Auf die Frage nach den Instandsetzungskosten (Batterie defekt, austauschen) habe ich Stefan Seibert nachfolgende Frage gestellt:

Herr Seibert, einer unserer Blogleser hat die Frage gestellt, wie teuer denn so ein Akku wäre. Sprich als Ersatzteil, wenn dieser dann doch mal nach den 160.000 km schlapp machen würde. Eine Frage die ich so nun einfach mal direkt an Sie weitergeben möchte.

Hier die Antwort von Herrn Stefan Seibert, Produkt- und Markenkommunikation Opel Deutschland:

Die Garantie für die Batterie geht bis zu 160.000 km, von daher ist mit einem Austausch innerhalb eines durchschnittlichen “Autolebens” nicht zu rechnen. Natürlich ist solch ein Bauteil wie eine Batterie bei den kleinen bisherigen Produktionsstückzahlen teuer, der Preis wird aber mit zunehmender Nachfrage und der damit einher gehenden Steigerung des Produktionsvolumens sehr bald sinken.

Ich muss gestehen, mir hätten in der Antwort auch ein paar weitere Zahlen gefallen, denn wie sollen wir nun wissen um wieviel der Preis sinken wird, wenn wir nicht einmal den Anfangspreis kennen. Nun gut, müssen wir wohl noch etwas abwarten. Versprochen hatte ich euch noch einige Fotos vom Opel Ampera, das Versprechen möchte ich nun auch noch einlösen und zeige hier noch ein paar Schnappschüsse von der Opel Ampera Probefahrt:

Bis dato ganz vergessen, so sieht der Schlüssel aus. Ihr seht die Vorstartfunktion bzw. die Möglichkeit den Stromdeckel (Tankdeckel stimmt in dem Zusammenhang ja nicht) zu öffnen:

Schneller als die Polizei erlaubt ist man mit dem Opel Ampera, denn man merk die Beschleunigung nicht, d.h. da muss man am Anfang schon mal etwas häufiger den Blick zum Tacho schweifen lassen:

1,7 Tonnen wiegt der Opel Ampera, genauso viel wie der Elektro GT aus den 70er Jahren, doch der Opel Ampera bietet nicht nur mehr Platz und mehr Technik sondern sieht, mit Verlaub, auch besser aus:

Mit der Rückfahrkamera lässt sich der Opel Ampera auch besonders gut ausparken, doch immer schön auf die Umgebung achten:

Auf der IAA 2011 hatte ich ja schon den Ampera in rot gesehen, hier vorne ist er auch noch mal in silber. Welcher gefällt euch am besten?

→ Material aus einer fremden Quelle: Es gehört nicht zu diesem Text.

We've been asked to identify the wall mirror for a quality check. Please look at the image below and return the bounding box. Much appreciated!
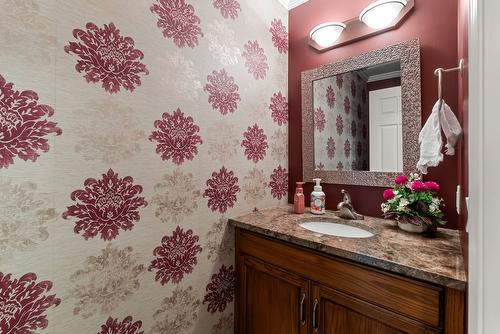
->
[302,40,421,186]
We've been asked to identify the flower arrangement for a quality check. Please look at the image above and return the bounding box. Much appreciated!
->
[382,174,446,230]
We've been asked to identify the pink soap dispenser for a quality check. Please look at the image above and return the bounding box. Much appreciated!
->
[293,182,305,213]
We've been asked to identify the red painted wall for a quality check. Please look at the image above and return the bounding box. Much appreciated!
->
[458,0,469,270]
[288,0,461,228]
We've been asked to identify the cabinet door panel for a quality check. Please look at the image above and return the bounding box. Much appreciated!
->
[311,285,440,334]
[239,256,308,334]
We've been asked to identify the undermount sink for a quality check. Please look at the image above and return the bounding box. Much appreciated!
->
[299,220,374,238]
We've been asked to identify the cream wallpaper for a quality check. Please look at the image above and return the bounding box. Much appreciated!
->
[0,0,288,334]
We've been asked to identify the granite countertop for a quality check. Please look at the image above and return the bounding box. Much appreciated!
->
[229,206,466,290]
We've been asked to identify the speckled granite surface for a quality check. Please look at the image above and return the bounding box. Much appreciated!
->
[229,206,466,290]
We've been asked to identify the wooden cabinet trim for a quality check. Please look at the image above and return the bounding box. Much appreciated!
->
[311,284,441,334]
[236,229,442,333]
[444,289,466,334]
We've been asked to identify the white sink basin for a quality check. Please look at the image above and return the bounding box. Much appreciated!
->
[299,221,373,238]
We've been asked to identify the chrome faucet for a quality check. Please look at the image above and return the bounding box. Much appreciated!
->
[337,189,364,220]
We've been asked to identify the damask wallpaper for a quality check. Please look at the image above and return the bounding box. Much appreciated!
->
[313,72,369,170]
[0,0,288,334]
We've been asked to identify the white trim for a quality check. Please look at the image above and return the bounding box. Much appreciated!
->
[278,0,309,10]
[367,71,401,82]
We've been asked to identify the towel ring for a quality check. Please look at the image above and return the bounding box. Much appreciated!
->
[434,59,465,110]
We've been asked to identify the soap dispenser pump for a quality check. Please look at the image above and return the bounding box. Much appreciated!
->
[293,182,305,213]
[311,179,326,215]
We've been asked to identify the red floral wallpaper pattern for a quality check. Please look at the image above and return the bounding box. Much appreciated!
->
[150,0,203,48]
[241,124,269,163]
[0,272,61,334]
[0,0,289,334]
[243,40,269,80]
[148,226,202,285]
[64,22,149,94]
[0,75,62,169]
[203,265,236,313]
[212,0,241,20]
[314,72,368,170]
[63,169,148,241]
[149,108,203,165]
[98,316,144,334]
[203,69,241,115]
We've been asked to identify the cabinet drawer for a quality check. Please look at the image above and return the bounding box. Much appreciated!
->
[236,229,443,327]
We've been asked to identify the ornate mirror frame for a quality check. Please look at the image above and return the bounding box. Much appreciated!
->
[302,39,422,187]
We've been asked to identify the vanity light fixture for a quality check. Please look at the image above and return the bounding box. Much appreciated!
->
[359,0,408,29]
[309,22,346,48]
[308,0,414,52]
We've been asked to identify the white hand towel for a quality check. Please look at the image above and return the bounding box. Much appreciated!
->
[417,101,443,174]
[438,101,462,155]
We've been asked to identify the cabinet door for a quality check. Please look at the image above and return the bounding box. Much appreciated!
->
[236,256,310,334]
[310,284,440,334]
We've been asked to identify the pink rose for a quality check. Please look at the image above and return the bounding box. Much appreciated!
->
[394,175,408,185]
[384,189,396,201]
[411,181,429,191]
[425,181,440,191]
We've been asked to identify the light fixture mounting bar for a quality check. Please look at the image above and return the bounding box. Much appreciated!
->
[309,0,415,52]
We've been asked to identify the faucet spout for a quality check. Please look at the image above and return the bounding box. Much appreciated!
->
[337,189,364,220]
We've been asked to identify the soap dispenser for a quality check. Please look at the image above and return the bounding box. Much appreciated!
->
[311,179,326,215]
[293,182,305,213]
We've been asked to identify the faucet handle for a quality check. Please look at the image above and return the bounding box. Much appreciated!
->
[340,189,352,204]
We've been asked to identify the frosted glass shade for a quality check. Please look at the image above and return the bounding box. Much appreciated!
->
[309,22,345,48]
[359,0,407,29]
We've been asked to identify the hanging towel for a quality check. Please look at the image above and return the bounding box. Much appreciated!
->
[438,101,462,155]
[417,100,462,174]
[417,101,443,174]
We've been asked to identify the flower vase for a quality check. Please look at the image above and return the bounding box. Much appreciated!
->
[398,216,429,233]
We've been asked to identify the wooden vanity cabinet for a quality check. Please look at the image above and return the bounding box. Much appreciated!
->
[235,228,465,334]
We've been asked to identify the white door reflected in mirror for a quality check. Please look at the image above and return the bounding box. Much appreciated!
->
[313,60,403,172]
[369,86,403,172]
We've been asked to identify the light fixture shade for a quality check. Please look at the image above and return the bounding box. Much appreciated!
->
[359,0,407,29]
[309,22,345,48]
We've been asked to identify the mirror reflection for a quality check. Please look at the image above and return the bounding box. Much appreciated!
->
[313,60,403,172]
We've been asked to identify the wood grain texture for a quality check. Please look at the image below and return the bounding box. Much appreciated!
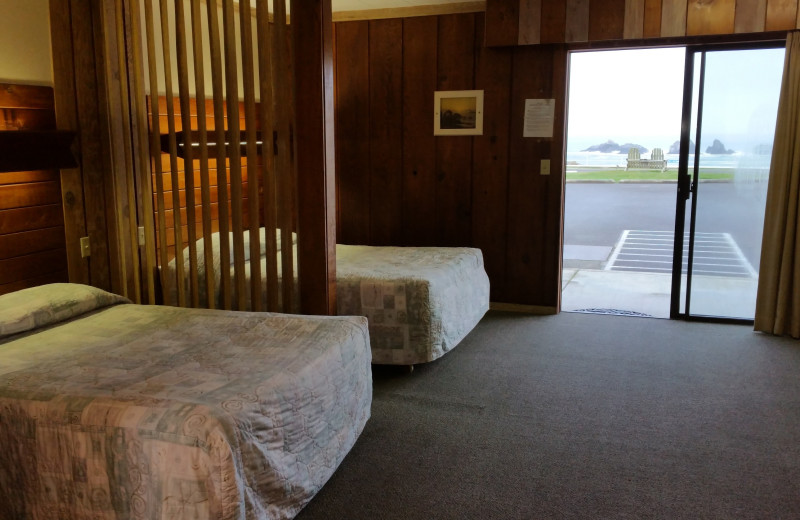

Die Scheiben sind übrigens nicht rundum verdunkelt, auch wenn es auf diesem Bild hier so aussieht. Getönt sind die Scheiben leicht, vermutlich um die Wärme draußen zu lassen, denn schließlich will man nicht zu viele Strom an die Klimaanlage verlieren. Daher gibt es auch die Möglichkeit, das Fahrzeug vorab herunterzukühlen, bzw. zu heizen. Sprich wenn das Fahrzeug noch am Stromnetz hängt. Opel hat auch weitergedacht, ihr habt günstigen Nachtstrom? Dann ladet den Opel Ampera doch einfach bei Nacht auf? Ihr habt Solarstrom? Dann einfach Tagsüber! Die Zeit bestimmt ihr… wann es euch und eurem Geldbeutel am besten passt!

Ihr habt weitere Fragen? Ihr wollt weitere Fotos sehen? Wünsche sind da um erfüllt zu werden, nur eine Probefahrt, die können wir euch nicht ermöglichen, da müsst ihr noch etwas Geduld haben bis der Opel Ampera beim freundlichen Opel Händler steht.

5 Gedanken zu „Einige weitere Fakten über den Opel Ampera – ergänzend zum Opel Ampera Test

  1. “Beim Fahren mit Benzin wird ja – wenn ich es richtig verstanden habe – nur der Generator betrieben und nicht noch zusätzlich die Batterien geladen.”
    Jepp. Das aufladen der Batterie mittels RE ist nicht angedacht.
    Allerhöchstens durch den Modus “Halten”, kann man z.B. in Vorausplanung einer längeren Reise (über die Autobahn) hier den RE erzwingen zu laufen damit die Batterie bei konstanter Ladung gehalten wird und in unmittelbarer Nähe zum Ziel, einer Metropole/Emissionsauflagen incl., dann die volle Batterieladung abrufen und ausschließlich stromern bis zum Stopp.
    Daher ist es auch tabu an stromlosem Parkplatz quasi im Standgas mittels RE seine Batterie laden zu können/geschweige zu dürfen (s.a. winterliche Eiskratzer bei laufendem Motor…)…

  2. Die Batterie über den Motor zu laden wäre meines Wissens nach Energieverschwendung, da hierbei nur Energie umgewandelt wird und Co² entsteht. Darum ist diese Funktion nicht angedacht.